I wanted to share a laundry secret that has saved many of my favorite pieces from the donation pile. I discovered it 10 years ago as a newlywed, when I was making $20,000 a year & my husband was in college fulltime (suffice it to say we needed to make every penny count). I started washing our dark clothes in Cheer for Darks (http://www.amazon.com/Cheer-Ultra-Liquid-50-Ounce-Packaging/dp/B001KYW3E6/ref=sr_1_1?ie=UTF8&qid=1332254694&sr=8-1) or Woolite Extra Dark Care (http://www.amazon.com/Woolite-Extra-Dark-Care-Ounce/dp/B0019D546C/ref=sr_1_2?ie=UTF8&qid=1332254694&sr=8-2). Both of these actually do what they promise and keep clothes looking just-purchased dark. In fact, today I’m wearing my favorite peasant blouse (courtesy of Target circa 2005) and it’s just as black as the day I bought it!

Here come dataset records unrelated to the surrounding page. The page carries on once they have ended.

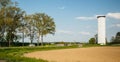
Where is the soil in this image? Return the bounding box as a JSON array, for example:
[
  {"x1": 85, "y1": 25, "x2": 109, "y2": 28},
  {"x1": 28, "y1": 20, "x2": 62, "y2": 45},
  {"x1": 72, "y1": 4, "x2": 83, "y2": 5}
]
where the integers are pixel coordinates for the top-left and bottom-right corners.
[{"x1": 24, "y1": 47, "x2": 120, "y2": 62}]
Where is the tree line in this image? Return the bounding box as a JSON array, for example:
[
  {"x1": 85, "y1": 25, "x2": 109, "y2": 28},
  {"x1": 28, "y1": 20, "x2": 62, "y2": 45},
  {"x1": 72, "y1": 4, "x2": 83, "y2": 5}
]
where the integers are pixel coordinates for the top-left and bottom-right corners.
[{"x1": 0, "y1": 0, "x2": 55, "y2": 46}]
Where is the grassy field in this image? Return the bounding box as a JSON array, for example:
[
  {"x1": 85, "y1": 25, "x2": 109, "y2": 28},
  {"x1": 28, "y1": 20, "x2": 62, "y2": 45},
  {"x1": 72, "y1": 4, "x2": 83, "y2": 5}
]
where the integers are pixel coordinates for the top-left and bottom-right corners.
[{"x1": 0, "y1": 46, "x2": 78, "y2": 62}]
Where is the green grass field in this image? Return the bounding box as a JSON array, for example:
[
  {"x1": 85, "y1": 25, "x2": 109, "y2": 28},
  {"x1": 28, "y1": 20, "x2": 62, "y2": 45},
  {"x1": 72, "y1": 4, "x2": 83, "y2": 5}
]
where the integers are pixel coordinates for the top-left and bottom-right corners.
[{"x1": 0, "y1": 46, "x2": 78, "y2": 62}]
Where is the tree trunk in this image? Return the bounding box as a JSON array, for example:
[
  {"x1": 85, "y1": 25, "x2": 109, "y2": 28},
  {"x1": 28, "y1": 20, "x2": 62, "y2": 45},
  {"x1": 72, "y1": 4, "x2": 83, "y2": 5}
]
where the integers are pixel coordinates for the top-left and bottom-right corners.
[
  {"x1": 22, "y1": 31, "x2": 24, "y2": 46},
  {"x1": 37, "y1": 35, "x2": 40, "y2": 46},
  {"x1": 8, "y1": 40, "x2": 11, "y2": 47},
  {"x1": 41, "y1": 35, "x2": 43, "y2": 46}
]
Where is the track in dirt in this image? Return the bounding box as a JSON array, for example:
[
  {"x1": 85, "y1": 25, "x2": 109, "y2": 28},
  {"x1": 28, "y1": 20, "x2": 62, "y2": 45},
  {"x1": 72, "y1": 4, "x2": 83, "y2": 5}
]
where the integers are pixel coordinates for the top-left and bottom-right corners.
[{"x1": 24, "y1": 47, "x2": 120, "y2": 62}]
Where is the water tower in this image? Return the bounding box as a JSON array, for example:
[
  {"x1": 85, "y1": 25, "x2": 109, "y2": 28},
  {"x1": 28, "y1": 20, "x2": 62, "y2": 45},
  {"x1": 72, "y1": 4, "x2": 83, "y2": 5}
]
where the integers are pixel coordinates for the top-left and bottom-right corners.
[{"x1": 97, "y1": 16, "x2": 106, "y2": 45}]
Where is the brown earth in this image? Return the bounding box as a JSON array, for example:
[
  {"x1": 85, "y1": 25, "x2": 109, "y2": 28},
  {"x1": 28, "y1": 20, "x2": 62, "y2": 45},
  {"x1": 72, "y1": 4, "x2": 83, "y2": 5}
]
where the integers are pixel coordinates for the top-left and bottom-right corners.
[{"x1": 24, "y1": 47, "x2": 120, "y2": 62}]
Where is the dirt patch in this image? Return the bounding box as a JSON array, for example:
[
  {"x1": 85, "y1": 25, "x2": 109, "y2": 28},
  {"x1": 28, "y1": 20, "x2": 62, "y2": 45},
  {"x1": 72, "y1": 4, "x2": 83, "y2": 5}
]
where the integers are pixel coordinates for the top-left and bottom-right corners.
[
  {"x1": 0, "y1": 60, "x2": 6, "y2": 62},
  {"x1": 24, "y1": 47, "x2": 120, "y2": 62}
]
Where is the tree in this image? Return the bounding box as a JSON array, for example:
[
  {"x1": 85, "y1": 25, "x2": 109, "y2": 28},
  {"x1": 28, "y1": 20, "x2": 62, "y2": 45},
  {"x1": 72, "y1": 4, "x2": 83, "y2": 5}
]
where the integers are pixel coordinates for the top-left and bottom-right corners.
[
  {"x1": 89, "y1": 38, "x2": 95, "y2": 44},
  {"x1": 0, "y1": 0, "x2": 24, "y2": 46},
  {"x1": 33, "y1": 13, "x2": 55, "y2": 46},
  {"x1": 24, "y1": 15, "x2": 36, "y2": 44}
]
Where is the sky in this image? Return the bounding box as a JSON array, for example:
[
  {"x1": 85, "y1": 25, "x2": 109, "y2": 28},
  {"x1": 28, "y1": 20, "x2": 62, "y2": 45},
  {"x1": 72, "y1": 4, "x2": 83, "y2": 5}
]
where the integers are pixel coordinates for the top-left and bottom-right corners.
[{"x1": 12, "y1": 0, "x2": 120, "y2": 42}]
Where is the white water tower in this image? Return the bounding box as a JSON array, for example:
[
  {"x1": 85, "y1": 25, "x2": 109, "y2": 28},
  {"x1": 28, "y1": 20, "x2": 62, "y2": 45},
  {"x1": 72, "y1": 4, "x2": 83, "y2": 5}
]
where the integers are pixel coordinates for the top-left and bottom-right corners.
[{"x1": 97, "y1": 16, "x2": 106, "y2": 45}]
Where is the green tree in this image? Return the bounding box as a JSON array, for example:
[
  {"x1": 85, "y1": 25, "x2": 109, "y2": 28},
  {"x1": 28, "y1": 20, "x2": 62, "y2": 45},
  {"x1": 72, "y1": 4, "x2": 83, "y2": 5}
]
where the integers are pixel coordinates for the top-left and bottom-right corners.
[
  {"x1": 24, "y1": 15, "x2": 36, "y2": 44},
  {"x1": 33, "y1": 13, "x2": 55, "y2": 46},
  {"x1": 89, "y1": 38, "x2": 95, "y2": 44}
]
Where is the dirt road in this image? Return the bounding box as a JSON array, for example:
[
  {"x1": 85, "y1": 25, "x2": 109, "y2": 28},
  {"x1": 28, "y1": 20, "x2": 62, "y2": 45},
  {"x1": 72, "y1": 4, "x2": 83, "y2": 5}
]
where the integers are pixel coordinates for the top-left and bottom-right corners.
[{"x1": 24, "y1": 47, "x2": 120, "y2": 62}]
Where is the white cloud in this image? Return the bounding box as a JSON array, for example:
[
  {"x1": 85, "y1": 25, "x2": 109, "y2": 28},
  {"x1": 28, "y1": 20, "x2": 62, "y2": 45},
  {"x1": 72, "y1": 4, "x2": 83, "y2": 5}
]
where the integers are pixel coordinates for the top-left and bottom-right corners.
[
  {"x1": 59, "y1": 6, "x2": 65, "y2": 10},
  {"x1": 75, "y1": 16, "x2": 96, "y2": 20},
  {"x1": 57, "y1": 30, "x2": 73, "y2": 35},
  {"x1": 112, "y1": 24, "x2": 120, "y2": 27},
  {"x1": 106, "y1": 13, "x2": 120, "y2": 19},
  {"x1": 75, "y1": 13, "x2": 120, "y2": 20},
  {"x1": 79, "y1": 31, "x2": 90, "y2": 35}
]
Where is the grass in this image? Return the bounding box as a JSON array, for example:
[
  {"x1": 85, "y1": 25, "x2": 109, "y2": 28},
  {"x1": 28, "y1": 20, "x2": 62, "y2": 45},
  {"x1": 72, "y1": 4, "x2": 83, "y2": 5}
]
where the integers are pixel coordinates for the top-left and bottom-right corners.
[{"x1": 0, "y1": 45, "x2": 78, "y2": 62}]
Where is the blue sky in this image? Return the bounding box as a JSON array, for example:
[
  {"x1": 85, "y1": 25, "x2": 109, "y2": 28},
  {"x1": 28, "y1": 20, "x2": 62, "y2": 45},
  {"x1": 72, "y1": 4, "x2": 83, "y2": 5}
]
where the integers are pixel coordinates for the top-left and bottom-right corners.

Just wondering…has anyone ever tried Dryel, not as a substitute for dry cleaning but as a means of freshening up clothing without laundering? I was never impressed with its faux-dry cleaning capabilities, but have wondered about it as a freshener. As a mom of three (ages 4, 2 and 6 months) anything that means less laundry is music to my ears!
Thanks for the links Carley!
I’ve used Fels Naptha for years – my grandmother taught me about it. One warning – be careful when spot cleaning with it – make sure you rinse well. I mean WELL. I did bleach something out using it to pretreat something once.